Washington, D.C. — La misión Artemis II, programada para despegar el próximo 6 de febrero, marcará un nuevo paso en el regreso de Estados Unidos a la exploración lunar. Sin embargo, más allá del potente cohete, uno de los aspectos más relevantes de la misión es la trayectoria orbital que seguirá la nave Orion, diseñada como un sistema de seguridad natural para la tripulación.
La cápsula utilizará una trayectoria de retorno libre (free-return trajectory), un recorrido calculado con extrema precisión que permite que la nave regrese a la Tierra incluso en caso de una falla total del motor principal.
Expertos en mecánica orbital explican que viajar a la Luna no implica apuntar directamente hacia ella. El lanzamiento debe realizarse en un momento exacto, al segundo, para que Orion entre en una trayectoria similar a una figura en forma de ocho a través del espacio.
Al aproximarse a la Luna, la gravedad lunar toma el control de la nave, desviando su recorrido mientras Orion rodea la cara oculta del satélite. Este efecto gravitacional funciona como una palanca natural, redirigiendo la nave de regreso hacia la Tierra sin necesidad de propulsión adicional.
De acuerdo con la NASA, esta maniobra garantiza que, aun sin empuje ni correcciones, la geometría del trayecto permita un regreso seguro de la tripulación, convirtiéndose en uno de los planes de contingencia más robustos en la exploración espacial tripulada.

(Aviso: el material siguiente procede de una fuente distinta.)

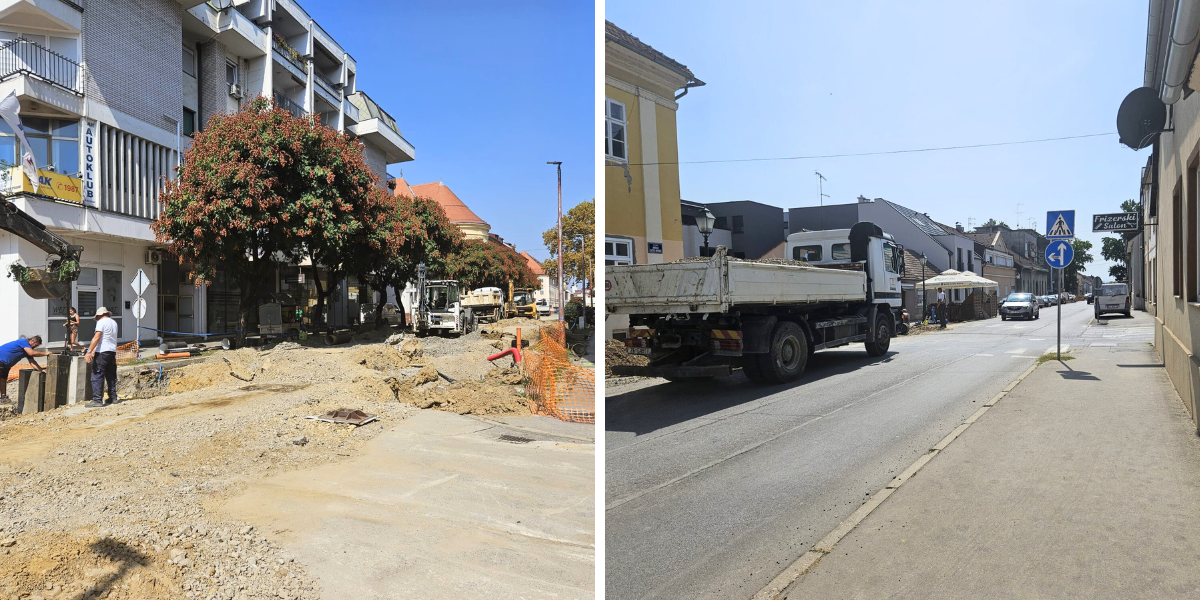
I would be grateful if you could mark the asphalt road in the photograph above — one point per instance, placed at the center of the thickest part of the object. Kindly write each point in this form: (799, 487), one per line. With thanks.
(713, 489)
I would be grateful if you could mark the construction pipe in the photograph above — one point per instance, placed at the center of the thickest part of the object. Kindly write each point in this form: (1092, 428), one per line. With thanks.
(1180, 49)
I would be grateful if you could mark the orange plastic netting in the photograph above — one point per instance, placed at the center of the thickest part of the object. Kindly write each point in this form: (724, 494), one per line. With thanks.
(558, 388)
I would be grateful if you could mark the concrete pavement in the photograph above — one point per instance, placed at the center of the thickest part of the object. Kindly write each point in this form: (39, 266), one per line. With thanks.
(1080, 483)
(713, 489)
(439, 508)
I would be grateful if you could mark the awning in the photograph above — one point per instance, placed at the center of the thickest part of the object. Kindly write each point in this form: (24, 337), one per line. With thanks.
(957, 280)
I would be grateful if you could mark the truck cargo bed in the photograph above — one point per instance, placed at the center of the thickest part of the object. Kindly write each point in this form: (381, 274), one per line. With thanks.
(720, 283)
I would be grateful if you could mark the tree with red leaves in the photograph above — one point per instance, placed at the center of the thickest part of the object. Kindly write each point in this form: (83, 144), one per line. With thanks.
(419, 232)
(487, 263)
(262, 187)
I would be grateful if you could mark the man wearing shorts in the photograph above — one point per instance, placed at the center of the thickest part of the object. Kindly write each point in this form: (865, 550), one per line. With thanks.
(11, 354)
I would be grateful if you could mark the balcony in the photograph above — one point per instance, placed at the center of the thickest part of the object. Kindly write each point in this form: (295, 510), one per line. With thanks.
(288, 105)
(24, 58)
(36, 73)
(232, 29)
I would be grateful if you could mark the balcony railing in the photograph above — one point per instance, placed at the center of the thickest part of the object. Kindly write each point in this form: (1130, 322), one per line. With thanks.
(22, 57)
(288, 105)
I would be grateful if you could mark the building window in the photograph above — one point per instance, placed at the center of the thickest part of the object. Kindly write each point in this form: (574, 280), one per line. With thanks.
(807, 253)
(618, 251)
(54, 143)
(615, 130)
(189, 61)
(189, 125)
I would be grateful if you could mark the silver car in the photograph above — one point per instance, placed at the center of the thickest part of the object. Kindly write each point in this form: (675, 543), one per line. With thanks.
(1023, 306)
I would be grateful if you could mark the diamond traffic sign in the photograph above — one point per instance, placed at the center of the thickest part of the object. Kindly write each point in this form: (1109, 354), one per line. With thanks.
(1060, 225)
(139, 309)
(1060, 255)
(141, 282)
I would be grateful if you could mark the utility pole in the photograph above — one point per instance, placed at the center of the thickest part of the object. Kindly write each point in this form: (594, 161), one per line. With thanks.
(561, 301)
(821, 195)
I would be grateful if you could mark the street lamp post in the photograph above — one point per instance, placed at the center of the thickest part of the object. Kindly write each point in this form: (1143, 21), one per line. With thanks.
(705, 223)
(924, 289)
(561, 303)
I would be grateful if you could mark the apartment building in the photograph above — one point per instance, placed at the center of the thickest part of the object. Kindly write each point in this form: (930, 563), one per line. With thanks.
(111, 93)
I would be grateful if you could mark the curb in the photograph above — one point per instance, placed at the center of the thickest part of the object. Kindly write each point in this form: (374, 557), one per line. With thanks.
(809, 559)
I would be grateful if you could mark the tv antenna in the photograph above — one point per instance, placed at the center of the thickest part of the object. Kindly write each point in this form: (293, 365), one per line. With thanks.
(821, 195)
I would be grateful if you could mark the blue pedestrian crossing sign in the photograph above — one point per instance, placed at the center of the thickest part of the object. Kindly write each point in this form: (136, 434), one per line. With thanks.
(1060, 255)
(1060, 225)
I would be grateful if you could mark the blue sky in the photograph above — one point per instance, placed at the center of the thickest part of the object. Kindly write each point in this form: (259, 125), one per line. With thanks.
(487, 93)
(816, 78)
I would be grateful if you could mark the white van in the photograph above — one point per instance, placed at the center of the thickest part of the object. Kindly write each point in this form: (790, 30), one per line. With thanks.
(1113, 298)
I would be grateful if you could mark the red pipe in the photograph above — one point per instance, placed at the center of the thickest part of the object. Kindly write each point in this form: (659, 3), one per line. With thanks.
(514, 352)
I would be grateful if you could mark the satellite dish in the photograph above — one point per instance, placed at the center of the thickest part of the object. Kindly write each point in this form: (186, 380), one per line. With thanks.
(1140, 118)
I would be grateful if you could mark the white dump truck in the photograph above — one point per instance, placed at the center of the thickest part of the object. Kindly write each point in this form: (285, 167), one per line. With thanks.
(700, 318)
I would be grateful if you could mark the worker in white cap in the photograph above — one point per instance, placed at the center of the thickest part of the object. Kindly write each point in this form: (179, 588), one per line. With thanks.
(102, 357)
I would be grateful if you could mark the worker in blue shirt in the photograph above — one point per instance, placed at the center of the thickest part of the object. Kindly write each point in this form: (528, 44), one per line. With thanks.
(11, 354)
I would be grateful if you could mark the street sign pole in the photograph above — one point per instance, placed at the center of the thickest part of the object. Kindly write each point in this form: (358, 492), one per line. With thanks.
(1060, 315)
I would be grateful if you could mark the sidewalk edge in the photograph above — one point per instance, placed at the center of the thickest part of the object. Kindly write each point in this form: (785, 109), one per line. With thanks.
(808, 561)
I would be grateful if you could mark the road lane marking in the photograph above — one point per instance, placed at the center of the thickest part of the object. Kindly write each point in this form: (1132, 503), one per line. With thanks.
(807, 562)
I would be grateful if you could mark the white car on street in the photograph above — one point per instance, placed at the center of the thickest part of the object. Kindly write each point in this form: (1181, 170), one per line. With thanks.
(1113, 298)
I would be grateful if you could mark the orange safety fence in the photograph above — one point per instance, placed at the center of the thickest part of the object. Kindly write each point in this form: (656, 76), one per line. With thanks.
(558, 388)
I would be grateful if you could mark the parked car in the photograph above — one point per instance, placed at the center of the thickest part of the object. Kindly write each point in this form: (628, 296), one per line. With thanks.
(1113, 298)
(1019, 306)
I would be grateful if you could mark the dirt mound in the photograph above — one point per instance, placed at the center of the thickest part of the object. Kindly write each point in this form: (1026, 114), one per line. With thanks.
(381, 357)
(53, 564)
(472, 397)
(615, 354)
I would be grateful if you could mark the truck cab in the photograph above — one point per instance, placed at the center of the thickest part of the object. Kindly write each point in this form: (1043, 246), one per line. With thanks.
(831, 249)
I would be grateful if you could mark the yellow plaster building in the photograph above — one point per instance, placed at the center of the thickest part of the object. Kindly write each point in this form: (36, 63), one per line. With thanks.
(642, 88)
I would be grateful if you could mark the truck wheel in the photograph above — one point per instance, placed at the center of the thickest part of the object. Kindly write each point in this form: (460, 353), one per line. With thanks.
(787, 357)
(882, 333)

Con Artemis II, la gravedad deja de ser únicamente una fuerza a vencer y se convierte en un aliado clave de seguridad, reafirmando el enfoque de la NASA en misiones tripuladas con altos estándares de protección.
La misión Artemis II será la primera en llevar astronautas alrededor de la Luna desde el programa Apolo y forma parte del plan a largo plazo para establecer una presencia humana sostenida en el espacio profundo.